Cytokines and growth factors that take part in the regulation of haematopoietic cell development activate many signalling pathways in target cells. The STAT5 (signal transducers and activators of transcription) proteins are members of a family of signal transducers and activators of transcription that can be activated after cytokine stimulation.

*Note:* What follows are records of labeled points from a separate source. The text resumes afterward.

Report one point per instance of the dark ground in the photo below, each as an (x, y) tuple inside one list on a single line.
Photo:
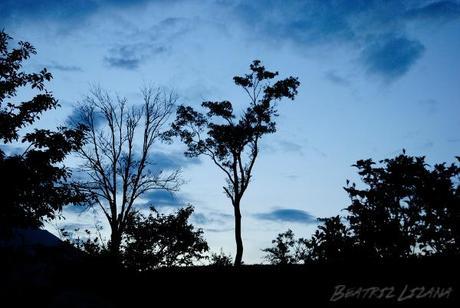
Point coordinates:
[(44, 280)]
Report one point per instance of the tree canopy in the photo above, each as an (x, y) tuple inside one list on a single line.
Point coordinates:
[(34, 183), (232, 140)]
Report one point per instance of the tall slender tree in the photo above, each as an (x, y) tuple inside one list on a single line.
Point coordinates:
[(232, 141), (117, 154)]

Their binding to promoters of different genes influences cell proliferation, differentiation and survival. It is suggested that they play an important role in haematopoiesis, however, the question of the real function of STAT5 proteins requires further examination. The aim of our study was to investigate the role of STAT5 in the proliferation and apoptosis of normal haematopoietic bone marrow cells derived from heparinized cadaveric organ donors (HCOD). We applied antisense oligodeoxynucleotides (ODNs) to block STAT5A and STAT5B at the mRNA level and the reverse transcription polymerase chain reaction method to study STAT5 mRNA expression in the cells after incubation with ODNs. Moreover, we performed Western blot analysis of the STAT5A protein after exposure to antisense STAT5A. We analysed the clonogenicity of the colony-forming unit of granulocytes-macrophages and the burst-forming unit of erythrocytes in methylcellulose cultures according to the type and the dose of ODNs. We also examined apoptosis induced in bone marrow mononuclear and CD34(+) cells by employing annexin V staining and the TUNEL method using flow cytometry (FACScan). We found that the perturbation of STAT5 expression decreased the clonogenicity of bone marrow haematopoietic cells. However, we did not observe any significant increase in the percentage of apoptotic cells after incubation with antisense ODNs. It was concluded that the STAT5 proteins play a significant role in the proliferation of human bone marrow cells harvested from HCOD. These proteins might be critical in the regulation of haematopoiesis, especially under stress conditions.